What if God were only two out of three?  If He were only all-powerful and all-good, for example, but not all-knowing, he might have just missed the Holocaust.  The Universe is vast.  Or maybe the “Deists” are right, and God just lost interest after creating the Universe, and pretty much lets it run itself—sort of like if you had an uncle who won the lottery, but figured that you were pretty much on your own if you fell behind on your mortgage.  A far scarier prospect, to me anyway, is the possibility that God might exist, and be all-powerful and all-knowing, but just not all-good.  After all, we’re supposedly made in His image, and it really doesn’t look like there was a serious attempt to make us all-good.  Or maybe the Holocaust was a special case, sort of like the invasion of Iraq, in which the shot-caller’s judgment was warped by pique at the victims’ previous bad acts against a relative… or something like that.

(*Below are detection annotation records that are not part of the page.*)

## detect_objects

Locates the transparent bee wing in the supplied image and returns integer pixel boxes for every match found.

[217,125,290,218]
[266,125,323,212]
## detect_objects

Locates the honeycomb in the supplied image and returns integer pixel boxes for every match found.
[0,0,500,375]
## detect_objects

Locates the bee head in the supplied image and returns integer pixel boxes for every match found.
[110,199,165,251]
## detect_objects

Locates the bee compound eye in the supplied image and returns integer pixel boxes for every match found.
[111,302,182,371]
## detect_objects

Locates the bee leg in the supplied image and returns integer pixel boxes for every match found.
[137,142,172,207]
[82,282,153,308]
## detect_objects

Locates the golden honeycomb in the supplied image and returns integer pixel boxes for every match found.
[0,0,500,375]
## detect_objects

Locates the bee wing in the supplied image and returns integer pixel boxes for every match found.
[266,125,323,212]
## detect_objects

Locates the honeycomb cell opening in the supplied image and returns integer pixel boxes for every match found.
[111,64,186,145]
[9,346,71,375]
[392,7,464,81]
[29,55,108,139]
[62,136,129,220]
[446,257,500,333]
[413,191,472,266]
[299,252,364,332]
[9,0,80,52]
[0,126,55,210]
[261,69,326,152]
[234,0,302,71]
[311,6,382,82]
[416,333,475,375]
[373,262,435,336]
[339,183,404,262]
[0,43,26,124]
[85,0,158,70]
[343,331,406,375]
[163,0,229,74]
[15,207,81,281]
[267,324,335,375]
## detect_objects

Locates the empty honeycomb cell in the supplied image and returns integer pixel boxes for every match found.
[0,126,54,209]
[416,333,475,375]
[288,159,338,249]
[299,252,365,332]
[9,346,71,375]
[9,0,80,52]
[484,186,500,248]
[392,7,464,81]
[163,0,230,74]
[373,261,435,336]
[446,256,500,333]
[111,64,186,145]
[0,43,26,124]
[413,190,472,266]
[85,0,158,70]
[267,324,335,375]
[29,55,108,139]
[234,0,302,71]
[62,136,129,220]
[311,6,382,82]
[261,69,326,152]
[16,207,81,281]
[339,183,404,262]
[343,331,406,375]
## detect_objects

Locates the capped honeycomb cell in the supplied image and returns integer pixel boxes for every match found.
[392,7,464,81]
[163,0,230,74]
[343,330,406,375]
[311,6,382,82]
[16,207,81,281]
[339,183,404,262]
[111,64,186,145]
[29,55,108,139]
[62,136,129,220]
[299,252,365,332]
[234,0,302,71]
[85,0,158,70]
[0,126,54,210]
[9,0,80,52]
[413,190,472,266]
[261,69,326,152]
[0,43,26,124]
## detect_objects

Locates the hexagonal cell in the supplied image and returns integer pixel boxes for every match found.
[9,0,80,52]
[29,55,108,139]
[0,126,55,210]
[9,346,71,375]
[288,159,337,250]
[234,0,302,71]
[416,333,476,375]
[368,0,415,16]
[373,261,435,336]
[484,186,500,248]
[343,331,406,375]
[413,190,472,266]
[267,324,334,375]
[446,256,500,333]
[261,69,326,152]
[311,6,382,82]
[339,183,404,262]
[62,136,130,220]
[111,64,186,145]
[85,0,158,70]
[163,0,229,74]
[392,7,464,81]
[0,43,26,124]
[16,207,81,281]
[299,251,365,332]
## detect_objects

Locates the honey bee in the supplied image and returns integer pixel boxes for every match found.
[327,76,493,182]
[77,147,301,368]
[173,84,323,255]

When we pray, to Whom, exactly, are we talking?  Is it to the Person in Charge, or simply to a lackey sitting in a celestial call-center?  Or an intern?  Or an apprentice?

Now, when I lie awake in the middle of the night and fret about all this stuff, I really tick off the lady of the house, who proudly boasts of her freedom from religious indoctrination and wants to know why in God’s name (well, she doesn’t say it like that, of course) I want to waste my time pondering the imponderable.  Heck, that’s like asking why I want to waste my time on James Bond or Star Trek… in other words, a good question.  But I guess there’s a part of me that wants to know, in the event I’m ever tempted to pray for anything, whether it would be more like I’m petitioning the White House or Santa Claus. Well, God and Santa are both magic, and either way, you might get an answer, but it might not be the one you’d like.  Still, from being a kid I remember that even if Santa didn’t bring me exactly what I wanted every time, he never gave me a real kick in the teeth like a World War, an auto accident, or a cancer diagnosis, either.  God, on the other hand, is always “waxing wroth” and smiting people… or so it says in His Own Book, anyway, and apparently, unlike Santa, or even the dentist, He never gives out toys.